State Farm Fire and Casualty Co. has appealed an order that it pay legal fees and damages of $3 million in a whistleblower lawsuit in which a jury found the insurer defrauded the government in a policyholder claim after Hurricane Katrina.

The 5th U.S. Circuit Court of Appeals has scheduled oral arguments in the case for Feb. 5 in New Orleans.

Sisters Cori and Kerri Rigsby of Ocean Springs, Mississippi, worked for an Alabama contractor hired by State Farm to provide damage assessments after the August 2005 hurricane. Their lawsuit was filed in 2006.

The jury found in 2013 that State Farm avoided covering a policyholder’s wind losses by blaming damage on storm surge, which is covered by federal flood insurance.

State Farm seeks to have the verdict overturned and the Rigsbys’ claims dismissed.

The Rigsbys allege State Farm’s fraud against the National Flood Insurance Program was widespread along the Mississippi Coast after Katrina.

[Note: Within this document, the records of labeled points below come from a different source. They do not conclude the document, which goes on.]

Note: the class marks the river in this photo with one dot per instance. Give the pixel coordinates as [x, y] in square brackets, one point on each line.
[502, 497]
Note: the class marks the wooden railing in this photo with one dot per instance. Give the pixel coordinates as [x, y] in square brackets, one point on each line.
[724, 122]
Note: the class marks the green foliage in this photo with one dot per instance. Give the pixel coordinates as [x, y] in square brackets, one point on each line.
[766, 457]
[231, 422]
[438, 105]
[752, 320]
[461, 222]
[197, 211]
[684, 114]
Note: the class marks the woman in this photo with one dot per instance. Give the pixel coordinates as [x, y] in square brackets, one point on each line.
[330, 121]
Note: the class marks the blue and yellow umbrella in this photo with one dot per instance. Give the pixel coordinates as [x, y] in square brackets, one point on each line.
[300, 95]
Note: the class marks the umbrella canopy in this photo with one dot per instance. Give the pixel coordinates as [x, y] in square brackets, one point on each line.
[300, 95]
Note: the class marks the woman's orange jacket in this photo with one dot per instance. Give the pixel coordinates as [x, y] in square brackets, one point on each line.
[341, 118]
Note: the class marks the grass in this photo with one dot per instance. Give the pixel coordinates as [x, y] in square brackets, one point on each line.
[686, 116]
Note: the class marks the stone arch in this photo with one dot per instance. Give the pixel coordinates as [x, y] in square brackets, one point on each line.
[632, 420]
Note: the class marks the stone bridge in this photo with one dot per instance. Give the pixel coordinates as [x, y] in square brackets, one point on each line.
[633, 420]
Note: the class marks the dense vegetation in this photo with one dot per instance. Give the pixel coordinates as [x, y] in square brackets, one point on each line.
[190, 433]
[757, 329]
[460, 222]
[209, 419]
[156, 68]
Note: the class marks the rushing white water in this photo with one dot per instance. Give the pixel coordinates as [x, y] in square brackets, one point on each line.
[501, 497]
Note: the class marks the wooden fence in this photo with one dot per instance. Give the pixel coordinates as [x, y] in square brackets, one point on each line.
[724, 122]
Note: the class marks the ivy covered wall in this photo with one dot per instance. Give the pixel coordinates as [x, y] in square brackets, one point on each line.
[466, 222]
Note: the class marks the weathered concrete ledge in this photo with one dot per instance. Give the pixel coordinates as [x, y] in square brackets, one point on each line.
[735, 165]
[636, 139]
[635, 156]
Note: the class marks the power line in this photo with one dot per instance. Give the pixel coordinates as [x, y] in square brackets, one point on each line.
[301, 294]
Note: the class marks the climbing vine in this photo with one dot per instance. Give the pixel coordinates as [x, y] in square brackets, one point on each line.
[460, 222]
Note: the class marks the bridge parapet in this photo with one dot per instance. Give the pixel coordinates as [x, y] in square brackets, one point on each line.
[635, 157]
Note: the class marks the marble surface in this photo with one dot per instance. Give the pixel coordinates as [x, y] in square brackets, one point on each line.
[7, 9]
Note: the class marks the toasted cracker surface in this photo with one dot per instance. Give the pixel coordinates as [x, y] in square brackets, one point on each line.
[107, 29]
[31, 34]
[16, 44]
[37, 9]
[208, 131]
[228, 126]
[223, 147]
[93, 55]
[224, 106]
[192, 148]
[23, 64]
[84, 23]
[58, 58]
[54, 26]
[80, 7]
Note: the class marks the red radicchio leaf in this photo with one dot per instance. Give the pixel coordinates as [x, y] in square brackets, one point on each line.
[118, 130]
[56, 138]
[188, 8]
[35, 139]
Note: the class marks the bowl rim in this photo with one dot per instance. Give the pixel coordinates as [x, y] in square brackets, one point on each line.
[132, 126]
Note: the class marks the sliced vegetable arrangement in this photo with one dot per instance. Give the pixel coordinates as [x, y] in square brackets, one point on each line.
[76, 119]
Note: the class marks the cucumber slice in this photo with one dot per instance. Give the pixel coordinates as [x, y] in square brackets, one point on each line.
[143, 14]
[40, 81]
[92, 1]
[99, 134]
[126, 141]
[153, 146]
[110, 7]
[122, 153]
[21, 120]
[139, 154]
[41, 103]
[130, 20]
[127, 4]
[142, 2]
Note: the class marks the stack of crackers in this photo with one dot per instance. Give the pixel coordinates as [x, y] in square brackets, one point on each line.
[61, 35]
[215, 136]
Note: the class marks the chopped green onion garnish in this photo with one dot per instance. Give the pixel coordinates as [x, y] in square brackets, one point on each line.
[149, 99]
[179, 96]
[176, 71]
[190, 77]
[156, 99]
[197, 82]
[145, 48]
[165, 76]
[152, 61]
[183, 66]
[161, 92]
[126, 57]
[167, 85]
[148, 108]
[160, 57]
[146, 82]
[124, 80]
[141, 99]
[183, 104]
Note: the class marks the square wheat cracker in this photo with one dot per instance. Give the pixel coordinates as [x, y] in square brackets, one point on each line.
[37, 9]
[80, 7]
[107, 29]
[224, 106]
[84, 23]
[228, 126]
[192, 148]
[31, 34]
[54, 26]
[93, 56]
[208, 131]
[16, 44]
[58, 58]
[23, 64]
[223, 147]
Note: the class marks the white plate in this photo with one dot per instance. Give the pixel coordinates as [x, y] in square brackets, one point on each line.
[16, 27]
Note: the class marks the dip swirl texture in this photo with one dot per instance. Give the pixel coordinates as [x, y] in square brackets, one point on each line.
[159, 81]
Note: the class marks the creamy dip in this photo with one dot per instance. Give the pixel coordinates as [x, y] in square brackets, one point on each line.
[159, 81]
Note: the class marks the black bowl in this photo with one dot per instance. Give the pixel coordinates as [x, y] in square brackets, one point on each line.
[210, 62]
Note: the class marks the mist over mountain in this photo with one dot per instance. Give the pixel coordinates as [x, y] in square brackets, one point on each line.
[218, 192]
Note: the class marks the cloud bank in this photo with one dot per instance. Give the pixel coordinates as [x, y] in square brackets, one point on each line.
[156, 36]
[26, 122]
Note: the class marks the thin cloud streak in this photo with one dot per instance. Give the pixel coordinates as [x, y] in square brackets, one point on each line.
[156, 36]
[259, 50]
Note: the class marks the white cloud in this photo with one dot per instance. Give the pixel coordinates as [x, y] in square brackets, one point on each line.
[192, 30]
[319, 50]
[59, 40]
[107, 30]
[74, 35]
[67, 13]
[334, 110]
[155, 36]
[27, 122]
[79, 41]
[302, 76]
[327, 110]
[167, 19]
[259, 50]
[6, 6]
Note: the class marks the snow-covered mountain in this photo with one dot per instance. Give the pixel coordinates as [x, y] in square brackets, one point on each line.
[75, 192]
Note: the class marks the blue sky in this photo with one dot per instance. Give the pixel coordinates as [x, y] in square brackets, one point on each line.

While the sisters had pursued cases for a number of policyholders, a federal judge took to trial only one State Farm claim – that of Thomas and Pamela McIntosh whose Biloxi, Mississippi, home was lost to the storm – because the sisters have firsthand knowledge of how the claim was handled.

The sisters allege documents showed the insurer defrauded policyholders by manipulating engineers’ reports so claims could be denied.

State Farm said it assessed the damage correctly and never instructed its adjusters to wrongly process claims as flood damage, nor did it withhold a report that showed the home had been destroyed by wind as the Rigbys alleged.

At State Farm’s direction, NFIP paid the Macintoshes’ policy limits of $250,000. State Farm initially paid the couple $36,000 for wind damage on a policy that provided more than $500,000 in coverage, according to court documents.

State Farm denied any wrongdoing.

On the issue of damages, U.S. District Judge Halil S. Ozerden ordered State Farm to pay $750,000 in damages to the government. The Rigsbys will each receive 15 percent of the $750,000 awarded the government.

Ozerden also awarded $2.6 million to the Rigsbys’ attorneys plus expenses in the amount of $303,078.